Is the following statement true?
Let, $f:\mathbb{R} \rightarrow \mathbb{R}$ a function that satisfies that, for evety $a \in \mathbb{R}$, the sequence $\{ f(\frac{a}{n}) \}$ converges to $0$. Then $f$, has a limit in $0$.
I think this is true, but not sure how to prove it.
Thank you!
Hint Consider the function $f$ defined by
$$ f(x)=\left\lbrace \begin{array}{ll} x\sqrt{p}, & \text{if } x \text{ is a rational multiple of } \frac{1}{\sqrt{p}} \text{ for some prime} p \\ 0, & \text{otherwise} \end{array}\right. $$
Suppose that $f\left(\dfrac{1}{e^n}\right)=1$ for all $n\in \mathbb N$, and $f(x)=0$ if $x$ does not have the form $\dfrac{1}{e^n}$.
For any non-zero real number $a$, define $[a]$ to be the set of all numbers $a\frac{n}{m}$, where $n$ and $m$ are non-zero integers. Either $[a]=[b]$ or $[a]\cap[b]=\emptyset$; indeed, if $[a]$ and $[b]$ share a common element, then $a\frac{m}{n}=b\frac{p}{q}$ for non-zero integers $m,n,p,q$, which gives $a=b\frac{pn}{qm}$ and $b=a\frac{mq}{np}$.
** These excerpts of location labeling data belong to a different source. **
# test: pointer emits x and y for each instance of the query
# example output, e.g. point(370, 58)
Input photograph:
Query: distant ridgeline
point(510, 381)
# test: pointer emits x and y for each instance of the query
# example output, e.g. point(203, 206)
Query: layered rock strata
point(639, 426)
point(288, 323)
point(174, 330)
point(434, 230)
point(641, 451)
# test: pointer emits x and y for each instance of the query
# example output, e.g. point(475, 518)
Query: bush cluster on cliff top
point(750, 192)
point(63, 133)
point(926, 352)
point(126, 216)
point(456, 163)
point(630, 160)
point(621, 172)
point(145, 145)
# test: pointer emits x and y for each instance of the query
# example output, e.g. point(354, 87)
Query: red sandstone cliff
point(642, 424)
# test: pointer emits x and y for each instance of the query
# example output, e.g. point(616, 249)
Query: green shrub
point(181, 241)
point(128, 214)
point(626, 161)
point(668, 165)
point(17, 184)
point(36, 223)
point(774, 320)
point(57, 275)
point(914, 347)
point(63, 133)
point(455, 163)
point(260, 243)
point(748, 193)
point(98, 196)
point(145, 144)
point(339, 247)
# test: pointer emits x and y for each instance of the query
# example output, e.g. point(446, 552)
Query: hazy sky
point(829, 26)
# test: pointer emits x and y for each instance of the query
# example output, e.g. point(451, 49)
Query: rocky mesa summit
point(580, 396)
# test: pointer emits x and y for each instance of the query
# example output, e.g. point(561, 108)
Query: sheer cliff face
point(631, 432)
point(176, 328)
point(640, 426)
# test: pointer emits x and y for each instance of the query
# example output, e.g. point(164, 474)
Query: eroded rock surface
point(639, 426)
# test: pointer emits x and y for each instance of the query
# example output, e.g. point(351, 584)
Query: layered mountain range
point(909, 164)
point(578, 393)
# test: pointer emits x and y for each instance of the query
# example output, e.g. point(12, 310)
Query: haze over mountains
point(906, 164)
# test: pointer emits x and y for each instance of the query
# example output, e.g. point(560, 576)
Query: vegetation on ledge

Choose any irrational number $a_{1}\in(\frac{1}{2},1]$. Then choose an irrational number $a_{2}\in (\frac{1}{3},\frac{1}{2}]$ which is not in $[a_{1}]$. Next choose an irrational number $a_{3} \in (\frac{1}{4},\frac{1}{3}]$ which is not in $[a_{1}]\cup[a_{2}]$. Continue by induction to find a sequence of rational numbers $\{ a_{n}\}_{n=1}^{\infty}$ such that $a_{n} \in (\frac{1}{n+1},\frac{1}{n}]$ and so that none of the sets $[a_{n}]$ share a common element. Define a function $f$ so that $f(a_{n})=1$ and $f(x)=0$ otherwise. Then $\lim_{n}f(a_{n})\ne 0$, even though $\lim_{n}a_{n}=0$. So $\lim_{x\rightarrow 0}f(x)\ne 0$. If $b$ is an irrational number, then $\{ b,\frac{b}{2},\frac{b}{3},\ldots\}$ contains at most one $a_{n}$ and, hence, $\lim_{n\rightarrow\infty}f(\frac{b}{n})=0$. If $b$ is rational then $f(b)=0$ and, hence, $\lim_{n\rightarrow\infty}f(\frac{b}{n})=0$ because $b/n$ is also rational.